Resource tax to be imposed
BEIJING (AP) — China will impose nationwide a tax on oil and gas drilling and other resource industries to raise money for development in poor western regions, an official said yesterday.
Beijing is carrying out a test of such a tax in its oil-rich western region of Xinjiang and plans to expand it gradually to the whole country, said Du Ying, a vice chairman of the country's planning agency, the National Development and Reform Commission.
"The reform will clearly increase the local fiscal income of the resource-rich western regions," Du said at a news conference. He gave no timetable for expanding the tax.
The five percent tax in Xinjiang, imposed last month, is part of efforts to develop the desert Muslim region, where ethnic tensions exploded into rioting last July that killed nearly 200 people.
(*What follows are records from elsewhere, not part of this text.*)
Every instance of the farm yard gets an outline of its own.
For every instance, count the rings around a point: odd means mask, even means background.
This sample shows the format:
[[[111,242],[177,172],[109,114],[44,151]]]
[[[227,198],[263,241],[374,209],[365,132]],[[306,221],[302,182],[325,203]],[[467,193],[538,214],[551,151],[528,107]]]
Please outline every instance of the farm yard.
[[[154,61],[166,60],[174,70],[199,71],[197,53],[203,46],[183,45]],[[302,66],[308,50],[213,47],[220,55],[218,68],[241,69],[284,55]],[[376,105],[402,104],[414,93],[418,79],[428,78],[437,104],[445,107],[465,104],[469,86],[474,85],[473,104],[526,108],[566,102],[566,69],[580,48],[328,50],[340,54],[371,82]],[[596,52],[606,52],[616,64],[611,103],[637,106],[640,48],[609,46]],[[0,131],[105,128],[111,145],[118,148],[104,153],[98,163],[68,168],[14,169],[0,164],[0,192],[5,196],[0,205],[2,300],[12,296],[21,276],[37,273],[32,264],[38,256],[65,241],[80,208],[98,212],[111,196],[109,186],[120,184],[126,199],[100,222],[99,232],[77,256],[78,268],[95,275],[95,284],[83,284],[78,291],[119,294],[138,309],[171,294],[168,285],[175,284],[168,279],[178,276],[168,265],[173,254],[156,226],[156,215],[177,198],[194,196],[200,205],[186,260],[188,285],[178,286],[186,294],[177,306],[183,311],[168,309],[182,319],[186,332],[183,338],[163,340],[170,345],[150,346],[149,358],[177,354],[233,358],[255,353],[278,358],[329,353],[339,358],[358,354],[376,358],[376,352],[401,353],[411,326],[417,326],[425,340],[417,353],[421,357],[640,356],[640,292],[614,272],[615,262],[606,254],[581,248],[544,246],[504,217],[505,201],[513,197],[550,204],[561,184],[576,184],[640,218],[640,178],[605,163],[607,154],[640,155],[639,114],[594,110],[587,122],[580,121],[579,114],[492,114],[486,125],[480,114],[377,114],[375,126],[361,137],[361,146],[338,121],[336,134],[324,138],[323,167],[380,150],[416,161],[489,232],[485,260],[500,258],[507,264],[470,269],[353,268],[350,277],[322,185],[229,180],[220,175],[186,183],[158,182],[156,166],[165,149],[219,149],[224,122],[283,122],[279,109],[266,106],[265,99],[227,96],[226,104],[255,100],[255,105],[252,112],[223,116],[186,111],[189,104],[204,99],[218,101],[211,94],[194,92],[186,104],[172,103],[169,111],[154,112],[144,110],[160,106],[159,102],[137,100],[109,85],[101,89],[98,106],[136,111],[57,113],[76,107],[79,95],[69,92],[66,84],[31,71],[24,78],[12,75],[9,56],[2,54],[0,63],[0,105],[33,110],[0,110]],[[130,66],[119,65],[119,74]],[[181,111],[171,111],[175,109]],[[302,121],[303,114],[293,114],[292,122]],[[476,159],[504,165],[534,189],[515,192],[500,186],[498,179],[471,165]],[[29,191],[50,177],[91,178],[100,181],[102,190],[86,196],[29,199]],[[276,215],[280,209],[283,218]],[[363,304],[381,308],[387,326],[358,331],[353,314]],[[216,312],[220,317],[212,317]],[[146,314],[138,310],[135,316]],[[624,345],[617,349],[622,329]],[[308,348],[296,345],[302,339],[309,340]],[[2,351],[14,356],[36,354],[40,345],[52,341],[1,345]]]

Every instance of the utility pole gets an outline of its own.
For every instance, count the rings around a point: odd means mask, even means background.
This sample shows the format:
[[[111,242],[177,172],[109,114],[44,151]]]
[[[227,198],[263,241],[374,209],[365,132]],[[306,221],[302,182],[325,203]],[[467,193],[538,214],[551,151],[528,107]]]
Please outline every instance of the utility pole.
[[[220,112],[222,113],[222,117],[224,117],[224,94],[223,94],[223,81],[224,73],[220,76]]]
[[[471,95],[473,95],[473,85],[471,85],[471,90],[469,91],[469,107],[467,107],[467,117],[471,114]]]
Minority areas such as Xinjiang and Tibet are among China's poorest despite producing a large share of its oil, gas and minerals. A key source of anti-Chinese anger is complaints by local residents that they get little of the wealth extracted by government companies.
Du said the level of the tax, once imposed nationwide, might vary from product to product.
The resource tax reform is part of a new support measures for western China.
The NDRC announced this week that Beijing will invest 682 billion yuan ($101 billion) in 23 projects in 2010 in its western regions.
The resource tax will increase costs for resource producers, said Jing Ulrich, JP Morgan's chairwoman for China equities, in a report to clients.
The tax also might help to ease public frustration at the wealth of China's state-owned oil and other energy companies, which profit from government subsidies and favours.